An Impulsive Idea
The Head's Study
When my mother died suddenly and unexpectedly one of my more impulsive ideas was to take my Grade 8 piano exam. It was something I had never completed at school, my musical gift came from my mother and it felt like a way of remaining close to her in that first year of adjusting.
Over the coming year I lost myself in hour upon hour of practice and frustration. As you will know if you have tried it, things just do not stick in an adult’s brain as easily as they do in a child’s.
My holiday read this Easter, ‘Stolen Focus’ by Johann Hari, included a chapter on the importance of pushing ourselves with challenges, not something completely alien necessarily but more to pursue an interest to the edge of our comfort zone. To do this we need uninterrupted focus, something the author claims we are losing and which is a necessary part of wellbeing and strong mental health.

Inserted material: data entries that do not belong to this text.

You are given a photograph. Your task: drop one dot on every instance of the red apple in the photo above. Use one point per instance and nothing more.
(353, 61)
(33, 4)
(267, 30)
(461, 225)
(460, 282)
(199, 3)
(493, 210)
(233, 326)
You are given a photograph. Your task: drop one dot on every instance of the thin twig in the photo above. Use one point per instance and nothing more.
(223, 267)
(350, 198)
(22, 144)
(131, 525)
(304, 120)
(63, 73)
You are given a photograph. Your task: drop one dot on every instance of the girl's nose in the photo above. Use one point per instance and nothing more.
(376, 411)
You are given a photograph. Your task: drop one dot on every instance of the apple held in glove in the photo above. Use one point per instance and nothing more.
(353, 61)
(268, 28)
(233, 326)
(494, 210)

Our value for this term, over and above our over-arching value of kindness and treating others as we would wish to be treated, is focused on skills for the future. I suspect girls will not know how lucky they are with their music, dance, art, photography, textiles, DT, sport – all examples of challenges that we can only improve on with dedicated, uninterrupted focus that is enabled by studying these things at school. I also suspect they may not realise how beneficial these are to their mental health.
So what is stealing our focus? Tech obviously dominates much of the book but not for the purpose of self-flagellation. Yes, we need to control our use of it (no more so than now as we start the exam season) by: keeping our phone away from us when revising; removing distracting apps that encourage rabbit hole binging; and controlling our notifications so they do not interrupt our flow. However, Hari also calls for tech companies to reconsider their business plans: should it be all about profit or could the enabling, empowering benefits of technological advantages be the driver?
When my youngest child was born a few months after my scraping a pass in my piano exam it felt as though the circle of life was complete. What I now also recognise is that my total focus on learning and retaining some fiendishly difficult (to me) pieces had helped me heal. It was a skill for the future that I have returned to regularly and one which I hope to encourage your daughters to consider when we have our focus week later this term.